Marriage and religion: does the whole “unevenly yoked” thing really matter?

Mike Bixby and Maria Peyer at their home in Longview, Wash. They have been married for two and half years but have known each other since 1981. Peyer is a church-attending Lutheran, and Bixby is an atheist. (Via NPR)

Married couples who have different religious beliefs. How do they make it work?

NPR recently started a series entitled, Losing Your Religion. It tracks the rising number of nones throughout the United States and seeks to understand why it is they are straying from religion, or more specifically, organized religion.

Here is an interesting episode which pricks the pincushion on both sides of the none advancement.  This segment looks at a couple, Maria Peyer and Mike Bixby, who married a few years ago. However Maria is a devout Lutheran and Mike is an avid atheist. But they still seem to be able to make a good marriage work.

NPR’s episode shows how they are doing it: http://www.npr.org/2013/01/17/168954402/making-marriage-work-when-only-one-spouse-believes-in-god  

Here is a helpful exert from the episode’s transcript:

“Maria’s faith plays a role in making her the person that I love, and I’m good with that.
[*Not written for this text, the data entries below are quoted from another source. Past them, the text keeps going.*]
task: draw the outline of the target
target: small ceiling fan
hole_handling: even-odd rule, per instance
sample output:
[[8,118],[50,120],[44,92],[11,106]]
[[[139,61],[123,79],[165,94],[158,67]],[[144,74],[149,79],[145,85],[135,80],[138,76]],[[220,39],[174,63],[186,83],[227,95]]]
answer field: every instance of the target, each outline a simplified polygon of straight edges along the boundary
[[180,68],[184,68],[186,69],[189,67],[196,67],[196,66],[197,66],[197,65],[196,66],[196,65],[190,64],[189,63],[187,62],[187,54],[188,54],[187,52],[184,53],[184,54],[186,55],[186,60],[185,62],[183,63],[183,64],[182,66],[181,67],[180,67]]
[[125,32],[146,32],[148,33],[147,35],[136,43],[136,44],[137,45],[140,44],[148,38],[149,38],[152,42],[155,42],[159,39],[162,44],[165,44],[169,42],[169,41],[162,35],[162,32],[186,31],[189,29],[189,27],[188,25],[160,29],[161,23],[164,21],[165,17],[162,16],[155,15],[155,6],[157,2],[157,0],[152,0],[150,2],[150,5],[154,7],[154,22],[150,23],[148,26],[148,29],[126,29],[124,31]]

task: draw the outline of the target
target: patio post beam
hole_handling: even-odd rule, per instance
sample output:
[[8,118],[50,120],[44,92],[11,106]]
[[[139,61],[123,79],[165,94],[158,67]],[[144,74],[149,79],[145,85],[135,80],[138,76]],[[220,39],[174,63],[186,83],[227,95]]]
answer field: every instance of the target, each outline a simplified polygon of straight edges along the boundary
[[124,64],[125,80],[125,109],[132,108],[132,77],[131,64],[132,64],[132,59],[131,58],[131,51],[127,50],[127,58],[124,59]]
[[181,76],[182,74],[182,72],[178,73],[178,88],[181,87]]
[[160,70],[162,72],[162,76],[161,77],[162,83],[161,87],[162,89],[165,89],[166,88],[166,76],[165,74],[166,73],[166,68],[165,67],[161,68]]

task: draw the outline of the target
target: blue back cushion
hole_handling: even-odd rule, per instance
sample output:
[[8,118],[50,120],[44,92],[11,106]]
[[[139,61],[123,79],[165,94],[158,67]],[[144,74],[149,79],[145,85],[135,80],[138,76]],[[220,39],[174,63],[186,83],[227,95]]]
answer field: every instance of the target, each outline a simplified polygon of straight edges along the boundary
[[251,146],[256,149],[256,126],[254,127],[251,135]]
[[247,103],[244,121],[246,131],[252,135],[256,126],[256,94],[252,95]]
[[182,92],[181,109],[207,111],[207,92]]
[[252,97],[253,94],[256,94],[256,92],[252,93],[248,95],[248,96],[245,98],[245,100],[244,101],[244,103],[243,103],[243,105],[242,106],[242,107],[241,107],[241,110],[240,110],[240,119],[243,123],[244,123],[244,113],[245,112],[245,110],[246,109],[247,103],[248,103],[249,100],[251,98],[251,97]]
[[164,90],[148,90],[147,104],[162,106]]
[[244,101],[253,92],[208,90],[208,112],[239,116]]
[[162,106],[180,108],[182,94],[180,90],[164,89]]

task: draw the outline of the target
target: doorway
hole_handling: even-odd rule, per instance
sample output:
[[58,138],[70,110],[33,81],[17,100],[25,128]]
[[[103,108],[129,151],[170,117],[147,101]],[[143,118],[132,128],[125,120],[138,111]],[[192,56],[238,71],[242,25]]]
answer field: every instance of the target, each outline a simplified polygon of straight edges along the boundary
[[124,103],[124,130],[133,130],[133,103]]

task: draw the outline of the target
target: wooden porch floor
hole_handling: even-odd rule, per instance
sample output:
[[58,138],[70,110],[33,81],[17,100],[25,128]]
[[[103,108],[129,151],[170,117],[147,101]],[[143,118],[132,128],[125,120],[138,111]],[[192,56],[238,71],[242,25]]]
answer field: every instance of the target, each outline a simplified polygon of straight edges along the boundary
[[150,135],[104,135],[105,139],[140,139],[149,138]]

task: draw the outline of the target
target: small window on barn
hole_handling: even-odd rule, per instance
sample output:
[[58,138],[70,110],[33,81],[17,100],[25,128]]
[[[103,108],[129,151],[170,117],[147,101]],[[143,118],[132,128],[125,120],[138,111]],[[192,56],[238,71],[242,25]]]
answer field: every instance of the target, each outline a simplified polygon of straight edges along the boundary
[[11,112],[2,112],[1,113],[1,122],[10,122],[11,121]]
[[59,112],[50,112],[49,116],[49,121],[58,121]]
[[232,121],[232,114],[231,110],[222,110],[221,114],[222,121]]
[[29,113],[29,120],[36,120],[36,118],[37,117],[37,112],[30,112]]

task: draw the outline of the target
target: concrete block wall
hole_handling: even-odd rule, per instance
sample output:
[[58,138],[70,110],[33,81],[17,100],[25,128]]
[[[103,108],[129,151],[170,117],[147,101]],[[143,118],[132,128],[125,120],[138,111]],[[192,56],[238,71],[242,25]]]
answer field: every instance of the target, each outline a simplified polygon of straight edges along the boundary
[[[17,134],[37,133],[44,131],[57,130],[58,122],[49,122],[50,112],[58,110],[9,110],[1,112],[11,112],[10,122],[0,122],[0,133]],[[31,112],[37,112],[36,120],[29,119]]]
I think we’re both the people who we are because of her faith, because of my lack of faith, and I don’t want to change that,” Bixby says.

In the past, people in relationships like this often would make a change — whichever person had the stronger conviction would set the terms. But these days, people are redrawing the lines.

“These families are doing something different, and they’re making their own choices,” says Erika Seamon, who teaches religion at Georgetown University and studies interfaith relationships. She sees couples find common ground on love, ethics and even spirituality while maintaining very different religious identities.

What do you think? Should Maria and Mike learn to live in their situation? Or should they continue to debate each other’s deep-seeded worldviews?

The Bible makes it clear that two people of differing beliefs should not marry. Therefore, the argument could be made from a Christian standpoint that Mike and Maria should never have gotten married in the first place. But they did get married. Now Maria must constantly accept that her husband may one day die and go to Hell, and as a loving wife she can’t stand to see this happen.

However, even with their differences the couples seems to be doing fine. Therefore, we come to the atheist side of the argument, which states that if a couple can find happiness and love through their differences then it shouldn’t matter what they believe. All that matters is right now – eternity is an illusion.

Both are very passionate about their beliefs, and both have a lot to back up their perspective. So how do we respond to a couple is this unique situation – battling between living for now and living for eternity.